Mrs. Essie Mae Tuggle brought an action against Loyd M. Chesser in which she sought to recover the value of the life of her son who was killed when he was struck by an automobile owned and being driven by the defendant. On the trial the jury returned a verdict for the plaintiff. The plaintiff filed a motion for a new trial on the usual general grounds which she later amended by adding several special grounds, one of which was that the verdict was so inadequate ■ as to show bias and prejudice on the part of the jury. The plaintiff’s motion for new trial was granted and the defendant excepted. Held:
1. It is well settled that the first grant of a new trial will not be disturbed unless the verdict of the jury is demanded by the evidence, but where a small verdict for the plaintiff is returned in a case where the evidence demands a verdict for the defendant, the grant of a new trial for the plaintiff may be successfully attacked by 'the defendant should he desire to pay the small verdict rather than to move for a new trial. See Rosenberg v. Sund, 81 Ga. App. 856, 862 (60 S. E. 2d 390), and citations.

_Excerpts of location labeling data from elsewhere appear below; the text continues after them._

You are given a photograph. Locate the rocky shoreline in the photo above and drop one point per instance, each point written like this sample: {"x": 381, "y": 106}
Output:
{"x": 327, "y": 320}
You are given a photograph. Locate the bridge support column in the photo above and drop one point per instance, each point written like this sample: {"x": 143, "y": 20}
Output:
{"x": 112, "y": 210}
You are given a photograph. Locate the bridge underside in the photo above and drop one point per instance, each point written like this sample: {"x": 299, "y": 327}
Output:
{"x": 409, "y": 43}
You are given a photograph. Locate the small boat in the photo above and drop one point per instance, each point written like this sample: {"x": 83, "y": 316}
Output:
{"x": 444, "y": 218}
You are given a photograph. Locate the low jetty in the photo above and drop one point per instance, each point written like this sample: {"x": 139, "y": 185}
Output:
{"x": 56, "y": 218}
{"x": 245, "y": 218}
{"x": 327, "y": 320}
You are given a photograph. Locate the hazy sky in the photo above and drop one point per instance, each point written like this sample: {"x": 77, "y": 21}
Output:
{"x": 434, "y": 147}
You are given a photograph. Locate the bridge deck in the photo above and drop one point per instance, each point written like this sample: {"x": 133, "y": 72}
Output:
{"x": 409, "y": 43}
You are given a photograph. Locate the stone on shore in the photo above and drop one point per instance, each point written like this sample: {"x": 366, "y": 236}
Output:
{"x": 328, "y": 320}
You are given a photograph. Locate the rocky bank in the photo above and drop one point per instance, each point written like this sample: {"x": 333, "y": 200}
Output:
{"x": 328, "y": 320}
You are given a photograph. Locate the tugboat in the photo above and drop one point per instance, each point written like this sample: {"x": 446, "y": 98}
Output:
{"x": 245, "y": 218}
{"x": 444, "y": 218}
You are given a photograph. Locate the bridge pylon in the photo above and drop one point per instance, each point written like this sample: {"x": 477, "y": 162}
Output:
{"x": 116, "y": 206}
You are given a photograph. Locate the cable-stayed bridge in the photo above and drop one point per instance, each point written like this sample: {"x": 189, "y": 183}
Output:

2. The evidence in the present case was in sharp conflict as to the circumstances surrounding the child’s death. Witnesses for the plaintiff testified that the deceased was crossing the road from the defendant’s left to his right, while the defendant testified that the deceased ran out from behind an embankment on his, the defendant’s, right just as he reached the point of impact. There was testimony placing the speed of *775the defendant at as low as 35 miles per hour to as high as 60 or 70 miles per hour at the point of impact, and there was evidence that the child’s body was thrown as far as 160 feet from the point of impact. The evidence did not demand a verdict for the defendant, and the trial court’s judgment granting the plaintiff a first new trial will not be disturbed.
Decided June, 23, 1958. Allison, Pittard & Webb, Chas. C. Pittard, for plaintiff in error. B. Beverly Irwin, Osgood 0. Williams, contra.Judgment affirmed.
Felton, C. J., and Quillian, J., concur.